Benjamin Franklin was known for being crafty, intelligent, inventive and being great at finances. The Way to Wealth is a short essay he wrote that outlined many of the short lessons that he considered valuable to anyone who was pursuing a path of wealth and prosperity.

Hard Work

Much of the book discusses the value of hard work and why it's important to work hard on the path to wealth.

“Then plow deep, while sluggards sleep, and you shall have corn to sell and to keep.”

“Work while it is called to-day, for you know not how much you may be hindered to-morrow.”

“One to-day is worth two to-morrows.”

“At the working man’s house hunger looks in, but dares not enter.”

Ever hear successful people talk about how they wake up before the competition and put the work in while they're asleep. They claim that nobody outworks them, and that's what got them to the top and that's what is keeping them up there.

Hard work is hard. It's not a glamorous thing that you flaunt as you walk the street. It's something that you do for yourself. It's something that goes mostly unrecognized because it's such a personal act.

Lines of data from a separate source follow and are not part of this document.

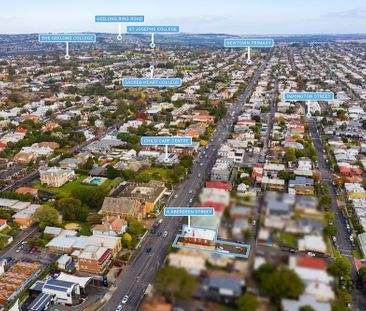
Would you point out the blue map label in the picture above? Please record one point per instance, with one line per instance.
(176, 140)
(245, 43)
(119, 19)
(190, 211)
(152, 29)
(67, 38)
(308, 96)
(152, 82)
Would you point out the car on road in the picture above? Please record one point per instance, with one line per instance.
(125, 299)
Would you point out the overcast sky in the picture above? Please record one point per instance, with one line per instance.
(193, 16)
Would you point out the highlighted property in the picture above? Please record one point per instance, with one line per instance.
(248, 43)
(308, 96)
(174, 140)
(205, 239)
(67, 38)
(119, 19)
(189, 211)
(152, 82)
(153, 30)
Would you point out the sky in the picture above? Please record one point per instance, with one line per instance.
(193, 16)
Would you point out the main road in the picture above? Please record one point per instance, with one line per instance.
(345, 246)
(140, 272)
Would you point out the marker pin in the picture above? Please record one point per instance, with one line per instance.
(249, 61)
(67, 55)
(166, 159)
(308, 115)
(152, 68)
(119, 37)
(152, 44)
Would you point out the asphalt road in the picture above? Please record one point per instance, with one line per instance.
(140, 272)
(345, 246)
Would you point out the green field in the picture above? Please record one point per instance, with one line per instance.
(157, 173)
(70, 186)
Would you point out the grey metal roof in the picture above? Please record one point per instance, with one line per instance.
(40, 303)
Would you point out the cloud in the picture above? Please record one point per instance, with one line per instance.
(354, 13)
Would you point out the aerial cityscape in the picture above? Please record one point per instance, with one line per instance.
(192, 156)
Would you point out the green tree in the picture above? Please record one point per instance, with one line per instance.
(72, 209)
(341, 267)
(362, 274)
(279, 282)
(175, 283)
(3, 240)
(247, 302)
(46, 216)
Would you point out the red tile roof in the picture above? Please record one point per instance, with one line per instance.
(311, 262)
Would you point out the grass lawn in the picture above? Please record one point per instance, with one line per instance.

When you're a professional athlete, you wake up early in the morning to hit the gym so you can stay in the best possible shape and beat your competition.

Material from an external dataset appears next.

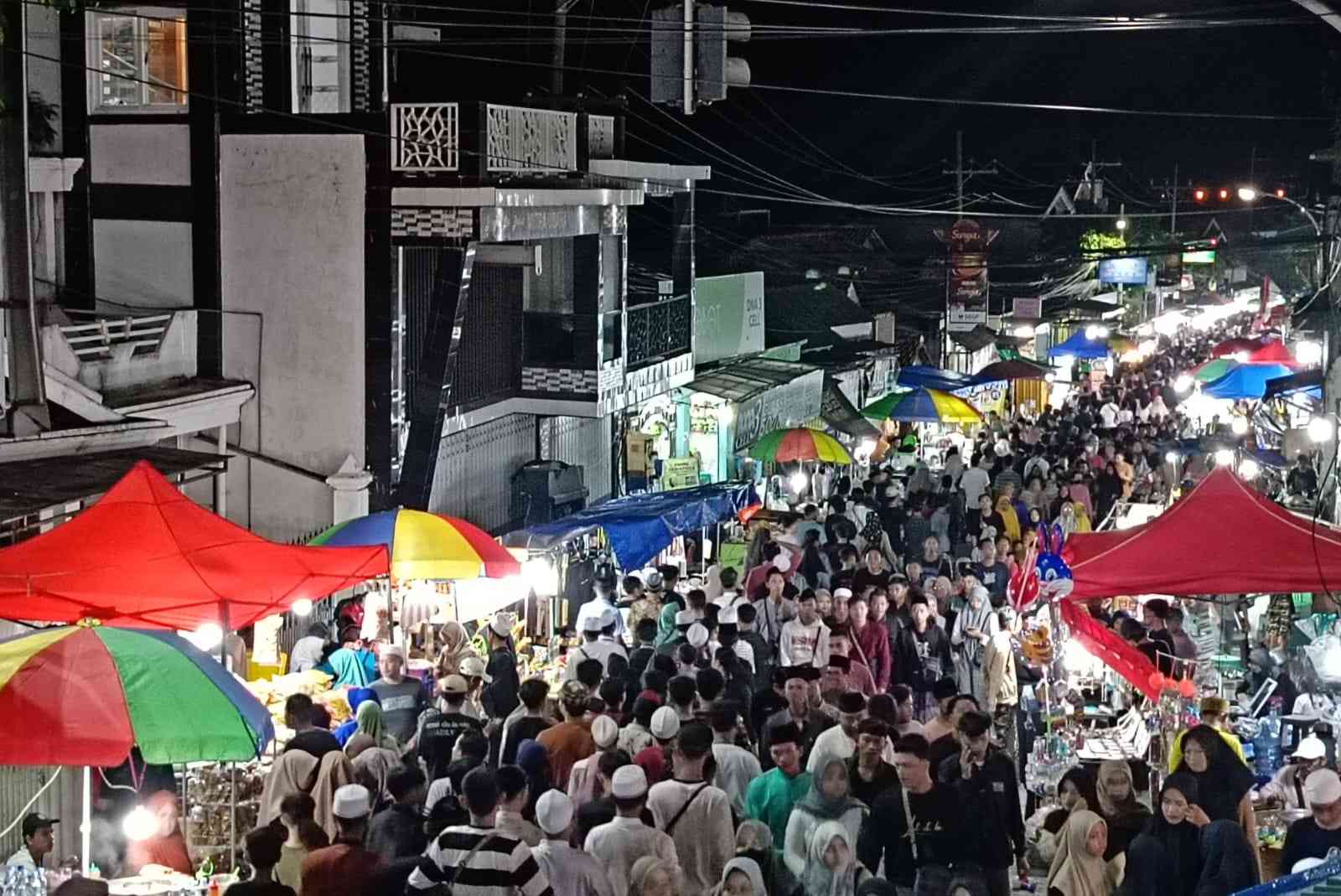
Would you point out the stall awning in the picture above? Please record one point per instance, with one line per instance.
(641, 526)
(744, 380)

But people don't see that gym work that you put in. Those long, hard hours are for yourself. They aren't for showing off, they're for showing up.

Diligence

Diligence and hard work go hand in hand. Being diligent means you're patient enough to sit down and grind on what's important.

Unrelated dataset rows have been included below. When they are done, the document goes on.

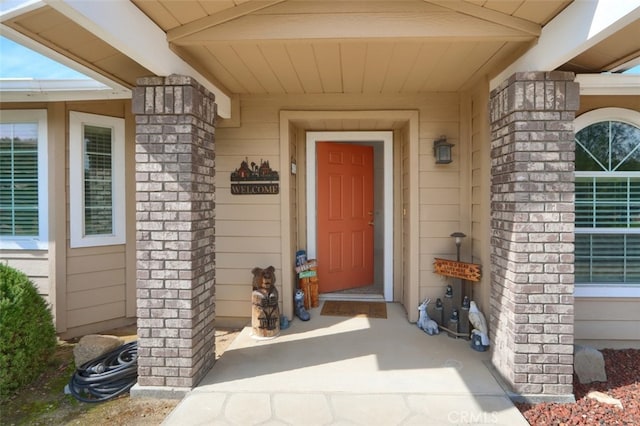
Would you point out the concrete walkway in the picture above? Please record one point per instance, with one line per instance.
(348, 371)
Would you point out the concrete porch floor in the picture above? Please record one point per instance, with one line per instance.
(346, 371)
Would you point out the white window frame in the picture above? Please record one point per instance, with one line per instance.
(40, 241)
(77, 121)
(584, 120)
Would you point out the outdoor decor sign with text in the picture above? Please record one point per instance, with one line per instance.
(255, 179)
(456, 269)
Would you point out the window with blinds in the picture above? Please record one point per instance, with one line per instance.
(607, 203)
(19, 179)
(23, 180)
(96, 180)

“Diligence is the mother of good luck.”

“Constant dropping wears away stones; and by diligence and patience the mouse ate in two the cable; and little strokes fell great oaks.”

"little strokes fell great oaks" is one of my top favorite quotes. Working hard and chipping away at whatever it is that you're trying to achieve is the key to making your dreams come true.

Little strides, taken each day may make the journey long and hard, but it will also make the journey walkable. Following your journey is not easy, it requires you to show up day after day to put the diligent work in to achieve.

Poverty

“A small leak will sink a great ship.”

“Buy what thou hast no need of, and ere long thou shalt sell thy necessaries.”

Poor Richard Says: “It is easier to suppress the first desire, than to satisfy all that follow it.”

"Get what you can, and what you get hold,
’Tis the stone that will turn all your lead into gold.”

The book is obviously about wealth attainment and Franklin's views on how to get wealthy are rather simple: Save money by working hard, being diligent and staying in control of your desires so that your incomes outweigh your out-flows.

The last quote is another of my favorites. Getting what you can means working as hard as you can to the best of your ability to earn income. Holding what you get means that you're controlling your desires so that you can save and invest.

"The stone that will turn all your lead into gold" refers to the alchemist stone but Franklin uses it here as a way of referring to the fact that if you learn how to make more income and how to reduce your out-flows, you'll always be in control of your wealth.